The terminal 1 may be, but is not limited to, various personal computers, notebook computers, smart phones, and tablet computers, and the living body recognition server 2 may be implemented by an independent server or a cluster of a plurality of servers. For example, in the financial field, there is a need for human face living body identification, and when the terminal 1 is a smart phone, the transfer payment service needs to be performed after the identity authentication of the user is successful. After the terminal 1 acquires a plurality of images to be recognized of a target user, the living body recognition server 2 acquires a plurality of images to be recognized corresponding to a plurality of first target users A sent by the terminal 1, judges whether the image with recognition acquired by the operation is initiated by the first target users A, and feeds back the judgment result to the smart phone of the terminal 1, thereby finishing the face living body recognition. In addition, in an access control system, there is a need for face living body recognition, and further description is omitted here for other application scenarios.
In one embodiment, as shown in fig. 4, a method for recognizing a living human face is provided, and the embodiment is explained by applying the method to a living body recognition server 2, and it is understood that the method can also be applied to a system comprising a terminal 1 and the living body recognition server 2, and is realized by interaction of the terminal 1 and the living body recognition server 2. In this embodiment, as shown in fig. 5, the method includes the following steps:
step S31, acquiring an image to be recognized, wherein the image to be recognized is an image including a target face.
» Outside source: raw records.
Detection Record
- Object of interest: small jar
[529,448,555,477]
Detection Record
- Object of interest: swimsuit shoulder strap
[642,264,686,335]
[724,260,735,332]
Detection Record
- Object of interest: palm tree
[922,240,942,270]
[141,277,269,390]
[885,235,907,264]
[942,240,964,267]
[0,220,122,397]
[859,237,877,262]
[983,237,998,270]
The living body recognition server 2 may receive in real time an image to be recognized acquired by the terminal 1 through a local image acquisition system, or may receive an image derived locally by the terminal 1, where the image is a photograph taken in advance or a stored photograph. But it should be noted. Images of the terminal 1 everywhere are generally determined as an attack type after being subjected to living body recognition.
And step S32, preprocessing the image to be recognized to obtain a plurality of different types of target images to be recognized.
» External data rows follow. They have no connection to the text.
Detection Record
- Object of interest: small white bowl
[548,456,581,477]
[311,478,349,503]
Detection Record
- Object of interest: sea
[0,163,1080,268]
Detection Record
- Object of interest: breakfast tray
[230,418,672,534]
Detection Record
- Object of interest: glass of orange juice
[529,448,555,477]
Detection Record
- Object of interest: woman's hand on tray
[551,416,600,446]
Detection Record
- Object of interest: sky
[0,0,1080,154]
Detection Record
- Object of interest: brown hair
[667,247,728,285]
Step S33, inputting each target image to be recognized into the face living body recognition model trained by the training method of embodiment 1, and checking to determine whether the target face in the target image to be recognized is an attack type; the preprocessing is the same as the data enhancement processing mode in the training process of the face living body recognition model.
In this embodiment, the preprocessing is performed in the same manner as the data enhancement processing in embodiment 1, and if the model training is performed in the 12 data enhancement manners in embodiment 1, the preprocessing is performed in the same 12 data enhancement manners as those of the image to be recognized.
The method for recognizing the living human face is characterized in that after an image to be recognized is preprocessed, a generated target image to be recognized is input into a neural network model trained after an input channel is amplified for living body detection, so that the starting point of learning of the neural network model is improved, and the accuracy of living body recognition is enhanced.
Example 4
In this embodiment, there is provided a face living body recognition system, as shown in fig. 6, the face living body recognition system including: a second obtaining module 41, a preprocessing module 42 and a judging module 43.
The second obtaining module 41 is configured to obtain an image to be identified; wherein the image to be recognized is an image including a target face.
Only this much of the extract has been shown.